= Corporate development =

Business planning

Corporate development refers to the planning and execution of strategies to meet organizational objectives, primarily through mergers and acquisitions or divestitures. The kinds of activities falling under corporate development may include strategic planning, market and competitor mapping and tracking, phasing in or out of markets or products, arranging strategic alliances or partnerships or joint ventures, identifying and acquiring companies (M&A), securing funding (various forms of equity or debt) or corporate financing, divesting of assets or divisions or selling the whole company, listing on a stock exchange or undertaking various capital management initiatives.

==Process==

Corporate strategy depends on the circumstances of a company and the area where development is desired. Corporate development is usually a process that takes place over an extended period of time and may be adjusted or refined as the project moves forward

==Reshaping management==

One of the manifestations of corporate development has to do with reshaping the management arm of the corporation. This may involve a process of phasing certain management positions out of the existing structure or creating new positions in an effort to strengthen the management team. As part of this type of approach, corporate development may also demand that one or more current managers are released from the company and replaced with people who possess skills required to move the company forward. When this is the case, the corporate development team will handle the functions of recruitment and evaluation of potential hires.

==Growing the company==

The process of corporate development can also be applied to the task of growing the company through mergers and acquisitions. In this scenario, the project development will involve identifying potential target companies for acquisitions or unions resulting in a new and more aggressive corporation. The team will consider all possible outcomes from any given potential merger or acquisition and attempt to project if the action is likely to result in positive growth or could possibly impair the company permanently.
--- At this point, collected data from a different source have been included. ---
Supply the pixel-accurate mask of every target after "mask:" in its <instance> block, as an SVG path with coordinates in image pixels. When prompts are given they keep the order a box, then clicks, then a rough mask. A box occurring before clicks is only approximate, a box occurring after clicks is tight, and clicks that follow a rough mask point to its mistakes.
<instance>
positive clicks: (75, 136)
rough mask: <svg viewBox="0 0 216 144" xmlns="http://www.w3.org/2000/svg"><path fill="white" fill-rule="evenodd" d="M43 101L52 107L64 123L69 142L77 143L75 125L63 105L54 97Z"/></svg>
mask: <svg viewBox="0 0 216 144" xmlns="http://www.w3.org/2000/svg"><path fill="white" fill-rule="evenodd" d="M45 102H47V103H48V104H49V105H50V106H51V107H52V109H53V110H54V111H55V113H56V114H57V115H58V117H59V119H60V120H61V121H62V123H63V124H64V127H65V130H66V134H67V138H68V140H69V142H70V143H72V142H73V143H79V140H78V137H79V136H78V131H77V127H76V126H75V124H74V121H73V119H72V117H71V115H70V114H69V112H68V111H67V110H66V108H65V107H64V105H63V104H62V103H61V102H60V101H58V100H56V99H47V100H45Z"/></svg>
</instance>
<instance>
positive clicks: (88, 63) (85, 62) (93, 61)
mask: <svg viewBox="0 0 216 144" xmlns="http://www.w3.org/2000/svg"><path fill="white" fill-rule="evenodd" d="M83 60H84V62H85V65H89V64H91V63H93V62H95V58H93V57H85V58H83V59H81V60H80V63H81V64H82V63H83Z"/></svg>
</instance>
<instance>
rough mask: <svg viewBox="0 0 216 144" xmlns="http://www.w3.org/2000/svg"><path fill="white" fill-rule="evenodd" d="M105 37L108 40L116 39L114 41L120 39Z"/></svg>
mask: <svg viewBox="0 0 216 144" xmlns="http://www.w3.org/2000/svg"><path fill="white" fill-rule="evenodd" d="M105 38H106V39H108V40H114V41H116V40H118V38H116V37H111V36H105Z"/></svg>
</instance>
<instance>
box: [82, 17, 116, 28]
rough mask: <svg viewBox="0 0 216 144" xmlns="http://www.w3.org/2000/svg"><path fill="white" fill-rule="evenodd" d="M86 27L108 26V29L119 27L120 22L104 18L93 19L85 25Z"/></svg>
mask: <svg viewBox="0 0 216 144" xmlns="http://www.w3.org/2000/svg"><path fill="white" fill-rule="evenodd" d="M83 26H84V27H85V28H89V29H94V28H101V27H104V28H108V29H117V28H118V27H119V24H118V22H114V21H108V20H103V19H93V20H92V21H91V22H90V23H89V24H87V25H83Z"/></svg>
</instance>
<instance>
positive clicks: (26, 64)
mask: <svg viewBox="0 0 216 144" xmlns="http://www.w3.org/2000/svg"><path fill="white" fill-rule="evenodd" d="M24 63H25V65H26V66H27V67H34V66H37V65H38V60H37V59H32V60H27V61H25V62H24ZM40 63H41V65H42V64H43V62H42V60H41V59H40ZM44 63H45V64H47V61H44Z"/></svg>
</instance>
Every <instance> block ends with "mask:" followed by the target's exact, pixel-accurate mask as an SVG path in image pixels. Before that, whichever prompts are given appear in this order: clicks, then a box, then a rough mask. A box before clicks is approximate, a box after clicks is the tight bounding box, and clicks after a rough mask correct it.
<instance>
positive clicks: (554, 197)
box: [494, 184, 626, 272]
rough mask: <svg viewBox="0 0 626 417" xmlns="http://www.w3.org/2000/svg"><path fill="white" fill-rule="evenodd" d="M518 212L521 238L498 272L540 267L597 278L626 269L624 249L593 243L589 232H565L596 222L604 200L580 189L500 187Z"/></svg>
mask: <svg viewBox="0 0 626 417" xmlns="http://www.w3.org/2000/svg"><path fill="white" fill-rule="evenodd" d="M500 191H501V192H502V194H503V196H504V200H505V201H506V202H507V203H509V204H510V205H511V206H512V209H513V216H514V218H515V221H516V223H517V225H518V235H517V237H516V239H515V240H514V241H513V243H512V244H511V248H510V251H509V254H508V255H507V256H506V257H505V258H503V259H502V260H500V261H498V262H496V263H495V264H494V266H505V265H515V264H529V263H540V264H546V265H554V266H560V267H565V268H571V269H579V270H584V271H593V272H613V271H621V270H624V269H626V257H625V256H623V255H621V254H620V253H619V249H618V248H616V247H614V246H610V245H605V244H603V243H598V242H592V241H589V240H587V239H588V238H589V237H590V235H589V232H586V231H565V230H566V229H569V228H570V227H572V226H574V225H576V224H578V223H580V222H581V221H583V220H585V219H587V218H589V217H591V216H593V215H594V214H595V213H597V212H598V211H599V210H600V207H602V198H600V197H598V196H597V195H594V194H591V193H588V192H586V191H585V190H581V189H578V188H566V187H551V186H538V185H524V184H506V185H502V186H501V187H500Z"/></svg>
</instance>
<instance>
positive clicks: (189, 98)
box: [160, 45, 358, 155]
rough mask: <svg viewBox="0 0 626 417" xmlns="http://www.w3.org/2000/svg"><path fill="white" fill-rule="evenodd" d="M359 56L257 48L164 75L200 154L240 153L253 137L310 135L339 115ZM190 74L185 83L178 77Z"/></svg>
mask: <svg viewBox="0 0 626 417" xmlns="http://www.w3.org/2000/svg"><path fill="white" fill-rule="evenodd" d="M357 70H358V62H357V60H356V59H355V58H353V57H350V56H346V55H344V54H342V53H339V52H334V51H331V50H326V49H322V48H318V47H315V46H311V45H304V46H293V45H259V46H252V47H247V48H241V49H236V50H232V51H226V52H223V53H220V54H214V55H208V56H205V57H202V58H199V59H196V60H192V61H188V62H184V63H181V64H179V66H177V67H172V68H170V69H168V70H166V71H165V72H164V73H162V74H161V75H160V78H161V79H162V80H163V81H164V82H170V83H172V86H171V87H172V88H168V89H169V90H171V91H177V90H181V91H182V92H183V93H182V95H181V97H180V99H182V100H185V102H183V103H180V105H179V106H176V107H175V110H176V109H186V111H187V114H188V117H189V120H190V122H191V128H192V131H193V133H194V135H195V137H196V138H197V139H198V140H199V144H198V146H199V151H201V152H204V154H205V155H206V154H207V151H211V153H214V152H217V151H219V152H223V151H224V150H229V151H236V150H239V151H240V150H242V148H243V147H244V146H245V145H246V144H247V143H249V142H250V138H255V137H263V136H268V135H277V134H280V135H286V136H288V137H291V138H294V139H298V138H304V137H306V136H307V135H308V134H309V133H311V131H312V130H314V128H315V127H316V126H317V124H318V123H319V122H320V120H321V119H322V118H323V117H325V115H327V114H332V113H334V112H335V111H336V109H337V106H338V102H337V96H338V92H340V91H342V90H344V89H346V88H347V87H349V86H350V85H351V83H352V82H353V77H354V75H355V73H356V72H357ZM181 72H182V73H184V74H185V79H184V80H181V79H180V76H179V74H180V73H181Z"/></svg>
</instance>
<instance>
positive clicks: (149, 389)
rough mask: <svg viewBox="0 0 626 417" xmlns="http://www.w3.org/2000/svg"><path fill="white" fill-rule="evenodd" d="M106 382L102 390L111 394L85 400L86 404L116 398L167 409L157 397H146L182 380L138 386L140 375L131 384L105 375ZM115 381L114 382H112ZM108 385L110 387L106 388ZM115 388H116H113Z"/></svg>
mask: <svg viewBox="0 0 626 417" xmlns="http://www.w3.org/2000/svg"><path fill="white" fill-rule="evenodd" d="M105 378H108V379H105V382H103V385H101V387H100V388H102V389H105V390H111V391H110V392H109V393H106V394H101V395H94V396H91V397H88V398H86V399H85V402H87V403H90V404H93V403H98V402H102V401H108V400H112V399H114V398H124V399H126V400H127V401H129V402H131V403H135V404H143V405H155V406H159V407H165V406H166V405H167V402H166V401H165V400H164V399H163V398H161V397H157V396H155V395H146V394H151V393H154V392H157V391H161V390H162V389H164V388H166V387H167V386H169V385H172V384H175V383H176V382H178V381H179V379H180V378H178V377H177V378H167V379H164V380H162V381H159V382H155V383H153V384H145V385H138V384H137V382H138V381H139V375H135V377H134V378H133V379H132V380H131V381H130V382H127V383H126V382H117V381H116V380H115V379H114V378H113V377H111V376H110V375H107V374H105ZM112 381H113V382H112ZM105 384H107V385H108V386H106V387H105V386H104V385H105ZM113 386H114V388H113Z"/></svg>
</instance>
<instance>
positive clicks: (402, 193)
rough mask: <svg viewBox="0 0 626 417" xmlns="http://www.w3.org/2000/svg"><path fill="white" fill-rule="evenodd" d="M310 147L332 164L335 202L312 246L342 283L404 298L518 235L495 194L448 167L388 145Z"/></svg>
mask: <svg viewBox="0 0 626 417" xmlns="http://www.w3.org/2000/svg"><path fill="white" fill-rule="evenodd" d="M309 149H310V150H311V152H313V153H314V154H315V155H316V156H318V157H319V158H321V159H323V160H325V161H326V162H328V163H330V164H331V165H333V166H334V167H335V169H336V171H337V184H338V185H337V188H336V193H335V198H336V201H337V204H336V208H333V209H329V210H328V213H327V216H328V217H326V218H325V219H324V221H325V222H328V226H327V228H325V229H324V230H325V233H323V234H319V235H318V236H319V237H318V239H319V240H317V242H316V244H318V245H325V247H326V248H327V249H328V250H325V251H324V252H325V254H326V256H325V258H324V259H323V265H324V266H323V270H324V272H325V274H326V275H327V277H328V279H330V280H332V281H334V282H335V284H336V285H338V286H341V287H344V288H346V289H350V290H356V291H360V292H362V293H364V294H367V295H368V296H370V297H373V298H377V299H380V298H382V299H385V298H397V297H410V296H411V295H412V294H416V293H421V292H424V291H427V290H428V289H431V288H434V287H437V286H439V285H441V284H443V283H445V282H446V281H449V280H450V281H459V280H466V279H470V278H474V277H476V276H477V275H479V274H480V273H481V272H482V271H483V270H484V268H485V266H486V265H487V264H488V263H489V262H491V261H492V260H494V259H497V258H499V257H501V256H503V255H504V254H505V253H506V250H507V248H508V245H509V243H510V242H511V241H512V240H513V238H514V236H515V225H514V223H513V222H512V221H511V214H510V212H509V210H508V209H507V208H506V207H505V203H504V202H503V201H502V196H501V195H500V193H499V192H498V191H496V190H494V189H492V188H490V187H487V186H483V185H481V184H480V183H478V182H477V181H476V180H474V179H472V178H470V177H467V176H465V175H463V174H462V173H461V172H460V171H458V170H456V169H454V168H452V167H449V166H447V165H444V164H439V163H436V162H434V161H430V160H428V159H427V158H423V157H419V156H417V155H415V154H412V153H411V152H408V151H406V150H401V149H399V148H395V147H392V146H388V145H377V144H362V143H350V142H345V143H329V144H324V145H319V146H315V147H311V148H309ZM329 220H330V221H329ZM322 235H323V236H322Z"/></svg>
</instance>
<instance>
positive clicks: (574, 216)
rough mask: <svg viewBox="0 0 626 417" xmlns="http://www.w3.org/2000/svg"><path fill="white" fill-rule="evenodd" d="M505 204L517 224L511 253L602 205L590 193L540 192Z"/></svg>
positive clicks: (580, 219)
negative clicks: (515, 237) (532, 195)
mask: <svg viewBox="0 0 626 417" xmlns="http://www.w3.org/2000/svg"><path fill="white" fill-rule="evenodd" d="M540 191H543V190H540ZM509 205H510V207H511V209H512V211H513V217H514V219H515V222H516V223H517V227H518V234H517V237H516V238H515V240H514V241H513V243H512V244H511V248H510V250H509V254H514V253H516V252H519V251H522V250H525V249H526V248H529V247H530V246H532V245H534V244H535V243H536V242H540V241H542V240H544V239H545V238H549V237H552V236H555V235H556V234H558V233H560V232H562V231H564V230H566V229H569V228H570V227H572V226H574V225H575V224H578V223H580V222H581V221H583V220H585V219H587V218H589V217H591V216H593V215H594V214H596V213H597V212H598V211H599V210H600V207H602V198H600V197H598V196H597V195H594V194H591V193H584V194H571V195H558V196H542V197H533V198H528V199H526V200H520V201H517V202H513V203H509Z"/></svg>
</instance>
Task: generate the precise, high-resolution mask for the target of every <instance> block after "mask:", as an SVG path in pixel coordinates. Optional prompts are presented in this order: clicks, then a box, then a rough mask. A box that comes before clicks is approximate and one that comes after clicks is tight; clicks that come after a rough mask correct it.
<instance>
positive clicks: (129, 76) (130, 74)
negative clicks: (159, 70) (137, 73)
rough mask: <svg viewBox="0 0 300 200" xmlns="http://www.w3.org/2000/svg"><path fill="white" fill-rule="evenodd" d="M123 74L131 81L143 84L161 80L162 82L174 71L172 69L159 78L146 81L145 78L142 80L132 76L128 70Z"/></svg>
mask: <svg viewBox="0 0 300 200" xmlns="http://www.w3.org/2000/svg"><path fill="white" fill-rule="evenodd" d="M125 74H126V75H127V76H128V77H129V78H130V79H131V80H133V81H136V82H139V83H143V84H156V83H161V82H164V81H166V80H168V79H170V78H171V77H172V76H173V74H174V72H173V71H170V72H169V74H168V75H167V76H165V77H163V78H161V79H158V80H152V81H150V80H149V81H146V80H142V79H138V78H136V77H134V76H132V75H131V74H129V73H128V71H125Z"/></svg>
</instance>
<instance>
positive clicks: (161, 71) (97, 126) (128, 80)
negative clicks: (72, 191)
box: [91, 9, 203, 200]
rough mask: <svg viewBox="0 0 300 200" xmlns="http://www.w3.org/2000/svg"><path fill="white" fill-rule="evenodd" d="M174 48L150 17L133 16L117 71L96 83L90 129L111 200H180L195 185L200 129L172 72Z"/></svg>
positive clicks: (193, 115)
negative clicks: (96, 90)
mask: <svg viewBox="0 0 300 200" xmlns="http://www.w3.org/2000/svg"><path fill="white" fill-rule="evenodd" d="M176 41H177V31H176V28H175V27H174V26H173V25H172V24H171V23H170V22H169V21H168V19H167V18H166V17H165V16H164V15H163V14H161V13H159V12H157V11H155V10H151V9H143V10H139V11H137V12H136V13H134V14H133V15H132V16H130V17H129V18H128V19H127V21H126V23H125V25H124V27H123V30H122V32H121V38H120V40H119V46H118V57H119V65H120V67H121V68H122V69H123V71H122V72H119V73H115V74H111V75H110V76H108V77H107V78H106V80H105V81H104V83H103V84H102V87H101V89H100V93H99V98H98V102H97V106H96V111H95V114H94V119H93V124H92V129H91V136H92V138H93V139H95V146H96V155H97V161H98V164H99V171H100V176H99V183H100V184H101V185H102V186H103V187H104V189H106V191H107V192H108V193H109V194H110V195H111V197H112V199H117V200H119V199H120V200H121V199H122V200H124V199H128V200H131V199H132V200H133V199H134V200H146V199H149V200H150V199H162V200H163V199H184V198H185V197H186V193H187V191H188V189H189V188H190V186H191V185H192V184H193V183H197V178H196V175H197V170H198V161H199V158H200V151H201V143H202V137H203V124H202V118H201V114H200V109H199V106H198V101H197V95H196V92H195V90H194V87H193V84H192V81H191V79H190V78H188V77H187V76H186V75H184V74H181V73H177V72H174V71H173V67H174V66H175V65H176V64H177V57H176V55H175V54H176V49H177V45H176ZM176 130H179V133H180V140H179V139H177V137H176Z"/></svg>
Just as a management team may be revamped, corporate development may also be employed to change the current focus for clients. This may mean looking into the potential for breaking into new markets with existing products or developing complementary products that will allow this type of expansion. Corporate development strategy would monitor the trends associated with a corporation's products or services and helps the corporation establish strategies to find more customers. In addition, corporate development works to maximize the profits of a corporation by figuring out the appropriate pricing for a given good or service. A corporate development team also leads discussions with sales department heads regarding how to market corporate goods, organize marketing campaigns, analyze market research and incorporate any customer advice or complaints into marketing strategies in such cases; extensive industry specific business experience is often preferred which is why companies may hire an external firm to help them engage in such moves.

Depending on the status of the base market, corporate development may also look at shifting away from a shrinking consumer market while seeking market share in a different consumer market with newer products. For example, many typewriter manufacturers during the 1980s and 1990s slowly phased out their core business and began to focus more on computer parts and accessories as a way to continue operations.

==Need for specialists==
Particularly in larger companies, corporate development is provided as a charter for a particular executive or team. In these cases, the opportunities and initiatives are numerous enough to justify specialists, instead of being delegated to the office of the CEO and line of business executives. When focused on product or financial issues, corporate development executives often have MBA, CFA or CPA credentials. Advanced technical degrees (Ph.D., M.S.) are highly sought in corporate development executives so that they can understand and align strategic, technical, and tactical goals with financial targets. Teams contract and often hire a corporate development contributor from a legal or investment banking background due to the complex contractual and valuation issues associated with many transactions.